Tuesday, May 29, 2007
In recent years there has been no further terrorist threat from the IRA. No blown up schoolbuses, no assassinated heroes of yesteryear. Maybe I haven't been paying attention, but it would seem that all's quiet in Ireland-town.
I have frequently heard that this is the result of the good works of St. Bill Clinton and St. Tony Blair. They got both sides talking, made everybody happy, and peace broke out as it inevitably does since war is now obsolete.
But maybe there's a different explanation. Lately I heard from a UK policewoman that the flow of money from America to the IRA dried up after 9/11. For years, the IRA had been largely funded by American money, by second- or third- or higher-generation immigrants who were nostalgic for the old country, though they had never been there and were no more Irish in actual fact than you or I. I had a friend like this once in Indiana. He was from Cincinnati. He worked as a busboy in a restaurant while going to college. He was a nice enough guy but didn't have anything special to look forward to in life.
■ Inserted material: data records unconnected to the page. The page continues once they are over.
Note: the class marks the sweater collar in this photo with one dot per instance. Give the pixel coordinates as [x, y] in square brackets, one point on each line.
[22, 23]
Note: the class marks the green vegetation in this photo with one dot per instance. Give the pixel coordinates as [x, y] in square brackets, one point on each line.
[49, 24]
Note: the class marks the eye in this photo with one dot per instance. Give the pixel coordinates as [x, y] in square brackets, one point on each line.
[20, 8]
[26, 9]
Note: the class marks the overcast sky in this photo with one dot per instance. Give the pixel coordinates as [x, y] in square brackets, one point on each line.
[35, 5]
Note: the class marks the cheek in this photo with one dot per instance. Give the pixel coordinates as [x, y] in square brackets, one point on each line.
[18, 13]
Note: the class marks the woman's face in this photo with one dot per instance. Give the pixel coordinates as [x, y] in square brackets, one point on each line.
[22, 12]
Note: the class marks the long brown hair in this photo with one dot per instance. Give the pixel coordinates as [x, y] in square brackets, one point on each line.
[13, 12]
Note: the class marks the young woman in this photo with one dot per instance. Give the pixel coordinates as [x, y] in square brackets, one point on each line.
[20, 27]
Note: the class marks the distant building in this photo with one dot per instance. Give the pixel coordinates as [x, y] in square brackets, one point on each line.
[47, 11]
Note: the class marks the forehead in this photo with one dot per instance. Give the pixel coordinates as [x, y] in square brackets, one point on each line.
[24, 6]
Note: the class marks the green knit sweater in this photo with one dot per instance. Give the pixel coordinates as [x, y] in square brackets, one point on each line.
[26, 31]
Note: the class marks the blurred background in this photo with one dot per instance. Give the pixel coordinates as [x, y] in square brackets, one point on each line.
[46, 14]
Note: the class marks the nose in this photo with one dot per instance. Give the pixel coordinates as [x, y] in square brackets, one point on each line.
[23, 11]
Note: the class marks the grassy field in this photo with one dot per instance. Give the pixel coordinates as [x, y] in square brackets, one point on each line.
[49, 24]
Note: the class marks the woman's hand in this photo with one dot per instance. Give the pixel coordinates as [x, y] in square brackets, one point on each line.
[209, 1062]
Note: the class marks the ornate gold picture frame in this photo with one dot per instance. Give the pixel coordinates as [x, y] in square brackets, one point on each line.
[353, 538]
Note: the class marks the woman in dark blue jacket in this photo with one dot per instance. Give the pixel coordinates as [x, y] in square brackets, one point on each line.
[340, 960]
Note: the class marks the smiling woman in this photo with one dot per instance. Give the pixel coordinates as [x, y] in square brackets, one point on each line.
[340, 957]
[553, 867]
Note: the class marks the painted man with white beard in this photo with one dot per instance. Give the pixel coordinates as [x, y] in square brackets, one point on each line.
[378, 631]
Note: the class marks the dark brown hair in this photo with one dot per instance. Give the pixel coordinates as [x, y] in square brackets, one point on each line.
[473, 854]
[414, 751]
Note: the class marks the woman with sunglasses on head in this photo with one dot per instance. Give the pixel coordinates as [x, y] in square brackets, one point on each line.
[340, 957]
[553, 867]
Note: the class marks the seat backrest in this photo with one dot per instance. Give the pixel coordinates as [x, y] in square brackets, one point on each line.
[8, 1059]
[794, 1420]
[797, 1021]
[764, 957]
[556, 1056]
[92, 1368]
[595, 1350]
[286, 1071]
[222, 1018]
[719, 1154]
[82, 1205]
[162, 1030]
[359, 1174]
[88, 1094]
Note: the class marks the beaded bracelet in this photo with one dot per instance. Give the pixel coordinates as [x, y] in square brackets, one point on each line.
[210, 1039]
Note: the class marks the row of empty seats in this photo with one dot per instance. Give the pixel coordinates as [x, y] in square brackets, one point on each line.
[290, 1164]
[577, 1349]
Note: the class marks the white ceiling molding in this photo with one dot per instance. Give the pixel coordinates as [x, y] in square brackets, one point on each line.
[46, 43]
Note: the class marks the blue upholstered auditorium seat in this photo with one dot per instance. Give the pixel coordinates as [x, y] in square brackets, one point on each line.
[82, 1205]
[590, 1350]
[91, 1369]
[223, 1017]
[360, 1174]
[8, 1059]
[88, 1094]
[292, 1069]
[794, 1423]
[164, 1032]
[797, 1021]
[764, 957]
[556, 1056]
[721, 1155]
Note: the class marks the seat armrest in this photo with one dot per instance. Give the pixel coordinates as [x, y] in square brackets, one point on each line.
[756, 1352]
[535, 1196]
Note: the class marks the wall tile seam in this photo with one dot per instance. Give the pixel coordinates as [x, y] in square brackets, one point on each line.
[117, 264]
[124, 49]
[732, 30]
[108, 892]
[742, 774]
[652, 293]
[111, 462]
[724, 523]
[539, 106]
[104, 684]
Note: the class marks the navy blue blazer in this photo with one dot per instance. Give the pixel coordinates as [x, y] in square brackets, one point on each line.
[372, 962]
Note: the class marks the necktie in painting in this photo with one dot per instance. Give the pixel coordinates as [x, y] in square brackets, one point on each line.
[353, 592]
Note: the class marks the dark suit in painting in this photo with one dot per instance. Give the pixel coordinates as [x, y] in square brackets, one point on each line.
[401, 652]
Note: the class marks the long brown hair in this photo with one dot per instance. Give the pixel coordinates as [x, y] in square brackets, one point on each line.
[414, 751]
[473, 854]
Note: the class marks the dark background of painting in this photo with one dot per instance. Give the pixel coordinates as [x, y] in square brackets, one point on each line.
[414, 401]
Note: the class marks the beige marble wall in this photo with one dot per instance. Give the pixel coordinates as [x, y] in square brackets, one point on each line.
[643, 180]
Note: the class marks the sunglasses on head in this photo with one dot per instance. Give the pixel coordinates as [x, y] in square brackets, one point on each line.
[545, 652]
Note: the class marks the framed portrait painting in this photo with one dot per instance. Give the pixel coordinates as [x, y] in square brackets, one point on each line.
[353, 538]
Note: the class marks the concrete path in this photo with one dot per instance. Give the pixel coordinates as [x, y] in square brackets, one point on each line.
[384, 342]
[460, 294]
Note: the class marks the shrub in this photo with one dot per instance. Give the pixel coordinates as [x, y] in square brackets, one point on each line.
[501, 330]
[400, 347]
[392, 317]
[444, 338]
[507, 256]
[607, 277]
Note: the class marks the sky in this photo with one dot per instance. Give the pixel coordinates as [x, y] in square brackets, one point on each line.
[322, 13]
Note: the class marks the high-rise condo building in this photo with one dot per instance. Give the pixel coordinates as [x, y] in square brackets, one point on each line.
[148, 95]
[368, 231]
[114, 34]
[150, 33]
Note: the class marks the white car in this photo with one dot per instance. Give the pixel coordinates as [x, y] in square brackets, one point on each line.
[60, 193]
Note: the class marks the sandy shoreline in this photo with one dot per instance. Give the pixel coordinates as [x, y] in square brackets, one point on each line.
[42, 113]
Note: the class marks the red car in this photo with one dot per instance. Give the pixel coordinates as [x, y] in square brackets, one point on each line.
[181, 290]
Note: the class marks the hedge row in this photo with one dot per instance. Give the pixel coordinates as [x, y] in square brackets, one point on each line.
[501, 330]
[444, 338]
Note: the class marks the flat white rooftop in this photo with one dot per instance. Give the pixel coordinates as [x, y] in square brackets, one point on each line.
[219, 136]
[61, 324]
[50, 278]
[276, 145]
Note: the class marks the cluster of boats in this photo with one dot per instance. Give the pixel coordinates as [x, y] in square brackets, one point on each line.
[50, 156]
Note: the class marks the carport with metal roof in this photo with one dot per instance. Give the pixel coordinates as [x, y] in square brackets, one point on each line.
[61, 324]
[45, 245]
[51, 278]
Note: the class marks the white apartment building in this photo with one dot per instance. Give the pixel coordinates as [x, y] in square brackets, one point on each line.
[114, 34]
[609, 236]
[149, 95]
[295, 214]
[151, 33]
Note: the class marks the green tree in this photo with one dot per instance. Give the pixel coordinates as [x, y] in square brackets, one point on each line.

When he would talk about the IRA his eyes would light up—sending money to the IRA really made him feel like his life had special meaning.
After 9/11, it was no longer politically feasible for Irish politicians from Boston and New York to keep up the pretense that sending money to a terrorist organization was good because it was Irish. It was no longer politically feasible for the police to overlook the flow of money with a wink and a nod. Particularly when the ties between the IRA and the other terrorist groups became public knowledge. Or, so I hope.
I don't know what really happened. If indeed the flow of money to the IRA has stopped and has caused peace to break out all over because the IRA has no other options, then I suppose that at least one good thing has emerged from the awfulness of that day that shall live in infamy (among Republicans at least).